Writing Your First Business Plan
The best managed businesses see planning as a continuous activity in which they set both long-term and short-term objectives.
Having a good business plan should not be considered a straightjacket, but as a way of ensuring that everyday activities happen in a structured way. Well managed businesses will see a plan as a framework providing the ability to be flexible and responsive when opportunities arise, without being blown totally off course. Knowing that the bulk of your activities are performing according to plan will give you the freedom to explore those opportunities.
Regular monitoring of how a business is performing is also important to determine if goals and objectives are being met. Surveys of small and growing businesses suggest that those who plan are more likely to make a higher profit.

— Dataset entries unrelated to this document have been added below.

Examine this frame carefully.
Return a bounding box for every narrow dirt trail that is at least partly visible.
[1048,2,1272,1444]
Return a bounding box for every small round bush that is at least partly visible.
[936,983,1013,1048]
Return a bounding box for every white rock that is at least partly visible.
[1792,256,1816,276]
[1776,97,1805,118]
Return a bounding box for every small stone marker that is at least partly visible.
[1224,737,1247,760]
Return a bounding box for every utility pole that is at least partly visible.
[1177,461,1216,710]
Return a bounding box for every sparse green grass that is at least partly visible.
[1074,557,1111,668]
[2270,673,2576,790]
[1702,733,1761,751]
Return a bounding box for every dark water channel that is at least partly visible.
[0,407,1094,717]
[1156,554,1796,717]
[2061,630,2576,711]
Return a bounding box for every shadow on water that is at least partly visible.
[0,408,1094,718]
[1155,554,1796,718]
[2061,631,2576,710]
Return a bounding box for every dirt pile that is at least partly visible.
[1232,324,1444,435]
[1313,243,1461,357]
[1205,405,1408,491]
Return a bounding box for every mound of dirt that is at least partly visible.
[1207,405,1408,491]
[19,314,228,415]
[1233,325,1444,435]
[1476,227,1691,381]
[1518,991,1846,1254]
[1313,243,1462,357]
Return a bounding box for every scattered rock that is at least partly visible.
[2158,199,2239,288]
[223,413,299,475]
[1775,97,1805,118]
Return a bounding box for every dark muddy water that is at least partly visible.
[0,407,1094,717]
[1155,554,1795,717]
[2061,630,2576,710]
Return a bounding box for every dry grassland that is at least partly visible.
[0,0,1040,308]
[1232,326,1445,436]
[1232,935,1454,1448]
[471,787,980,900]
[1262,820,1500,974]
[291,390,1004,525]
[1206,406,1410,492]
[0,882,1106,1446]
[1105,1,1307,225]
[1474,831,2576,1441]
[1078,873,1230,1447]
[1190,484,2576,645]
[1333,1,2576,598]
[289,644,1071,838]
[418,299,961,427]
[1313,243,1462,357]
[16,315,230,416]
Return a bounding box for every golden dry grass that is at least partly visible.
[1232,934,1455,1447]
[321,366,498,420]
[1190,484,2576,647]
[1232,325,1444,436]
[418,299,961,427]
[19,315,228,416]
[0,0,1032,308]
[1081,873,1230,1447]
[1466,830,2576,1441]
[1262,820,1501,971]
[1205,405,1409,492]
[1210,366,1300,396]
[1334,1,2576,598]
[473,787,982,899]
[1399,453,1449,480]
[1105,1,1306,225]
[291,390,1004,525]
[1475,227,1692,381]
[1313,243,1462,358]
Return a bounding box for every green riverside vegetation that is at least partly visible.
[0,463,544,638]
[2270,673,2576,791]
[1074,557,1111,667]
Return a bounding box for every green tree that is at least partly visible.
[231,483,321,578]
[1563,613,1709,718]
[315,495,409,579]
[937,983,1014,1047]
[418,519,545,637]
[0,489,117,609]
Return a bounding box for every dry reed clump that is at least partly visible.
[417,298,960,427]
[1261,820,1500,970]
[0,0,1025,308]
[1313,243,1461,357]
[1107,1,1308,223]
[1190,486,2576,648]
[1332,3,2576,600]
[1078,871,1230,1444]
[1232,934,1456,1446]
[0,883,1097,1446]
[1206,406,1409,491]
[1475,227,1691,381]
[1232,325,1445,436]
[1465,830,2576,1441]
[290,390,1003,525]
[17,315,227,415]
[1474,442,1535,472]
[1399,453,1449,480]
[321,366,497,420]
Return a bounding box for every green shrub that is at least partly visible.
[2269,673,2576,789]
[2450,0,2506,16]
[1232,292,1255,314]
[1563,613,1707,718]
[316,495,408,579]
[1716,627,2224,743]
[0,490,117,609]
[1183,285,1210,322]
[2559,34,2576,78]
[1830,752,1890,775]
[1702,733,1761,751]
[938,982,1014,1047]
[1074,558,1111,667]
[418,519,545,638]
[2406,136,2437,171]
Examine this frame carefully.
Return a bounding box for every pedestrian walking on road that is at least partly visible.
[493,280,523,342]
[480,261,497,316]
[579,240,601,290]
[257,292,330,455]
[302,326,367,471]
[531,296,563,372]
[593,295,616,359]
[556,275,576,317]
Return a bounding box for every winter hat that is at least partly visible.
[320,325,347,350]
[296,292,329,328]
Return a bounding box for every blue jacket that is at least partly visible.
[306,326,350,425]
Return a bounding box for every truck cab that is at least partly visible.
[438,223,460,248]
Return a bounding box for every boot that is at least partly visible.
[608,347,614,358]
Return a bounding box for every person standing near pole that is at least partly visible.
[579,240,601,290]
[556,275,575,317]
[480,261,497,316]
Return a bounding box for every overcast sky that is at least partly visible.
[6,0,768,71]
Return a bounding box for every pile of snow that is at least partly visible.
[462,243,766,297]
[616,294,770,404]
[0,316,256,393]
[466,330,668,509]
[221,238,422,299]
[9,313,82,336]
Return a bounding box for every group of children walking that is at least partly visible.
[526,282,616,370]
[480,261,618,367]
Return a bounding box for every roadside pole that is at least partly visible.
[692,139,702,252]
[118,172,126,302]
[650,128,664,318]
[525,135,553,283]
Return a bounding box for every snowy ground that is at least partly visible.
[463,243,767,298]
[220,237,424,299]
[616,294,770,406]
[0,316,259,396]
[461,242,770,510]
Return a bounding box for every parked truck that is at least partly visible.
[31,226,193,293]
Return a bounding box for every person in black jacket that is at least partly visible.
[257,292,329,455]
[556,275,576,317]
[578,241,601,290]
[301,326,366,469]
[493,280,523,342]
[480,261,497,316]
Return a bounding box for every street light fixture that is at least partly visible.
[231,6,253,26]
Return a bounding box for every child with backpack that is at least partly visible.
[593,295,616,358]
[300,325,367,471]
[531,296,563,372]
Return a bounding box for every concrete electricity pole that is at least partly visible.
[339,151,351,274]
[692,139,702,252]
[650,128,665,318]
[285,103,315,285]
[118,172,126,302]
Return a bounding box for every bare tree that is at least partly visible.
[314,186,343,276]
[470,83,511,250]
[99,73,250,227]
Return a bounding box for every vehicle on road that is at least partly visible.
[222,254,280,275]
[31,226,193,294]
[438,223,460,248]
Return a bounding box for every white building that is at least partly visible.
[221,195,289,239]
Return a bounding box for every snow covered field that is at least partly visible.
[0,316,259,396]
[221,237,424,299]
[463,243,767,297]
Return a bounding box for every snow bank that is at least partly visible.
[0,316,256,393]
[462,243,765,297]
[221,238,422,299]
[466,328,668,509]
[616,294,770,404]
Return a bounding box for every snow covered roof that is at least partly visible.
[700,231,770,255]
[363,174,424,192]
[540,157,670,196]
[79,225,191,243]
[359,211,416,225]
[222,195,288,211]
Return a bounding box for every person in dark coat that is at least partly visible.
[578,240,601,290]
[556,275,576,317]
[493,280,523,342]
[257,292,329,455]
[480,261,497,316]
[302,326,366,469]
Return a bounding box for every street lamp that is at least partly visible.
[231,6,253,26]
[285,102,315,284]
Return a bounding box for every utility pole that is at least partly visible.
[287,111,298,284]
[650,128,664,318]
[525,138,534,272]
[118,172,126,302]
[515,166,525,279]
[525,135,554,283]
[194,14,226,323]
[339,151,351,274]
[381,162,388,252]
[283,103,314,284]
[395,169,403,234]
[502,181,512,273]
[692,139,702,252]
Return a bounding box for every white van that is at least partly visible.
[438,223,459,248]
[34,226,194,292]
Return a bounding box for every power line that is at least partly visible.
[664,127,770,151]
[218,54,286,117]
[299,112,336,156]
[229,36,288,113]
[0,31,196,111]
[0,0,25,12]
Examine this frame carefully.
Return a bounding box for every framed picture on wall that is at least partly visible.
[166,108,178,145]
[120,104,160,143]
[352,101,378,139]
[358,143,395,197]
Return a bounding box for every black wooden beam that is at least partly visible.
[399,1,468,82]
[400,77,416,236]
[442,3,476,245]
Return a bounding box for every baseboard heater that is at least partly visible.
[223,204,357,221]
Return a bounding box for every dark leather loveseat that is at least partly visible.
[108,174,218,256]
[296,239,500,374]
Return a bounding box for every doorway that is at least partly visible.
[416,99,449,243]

Ideally, you should write down the results of your planning process - though you may find that your plan is best summarised as a list of key objectives together with a budget. There may be occasions, however, when you have to explain the plan to a third party in order to demonstrate a proposed course of action for the business. This is particularly so if you are a startup and seeking financial support.
When a business is on top of its planning, it becomes a very straightforward process to summarise the different elements into a written plan. In the same way that a balance sheet gives a snapshot of the current financial position, a business plan should give an outline of the planning process.
“Planning is about preparing for the inevitable, pre-empting the undesirable and controlling the controllable.”
1. What business are you in?
What do you see as your business? Who are your key customers?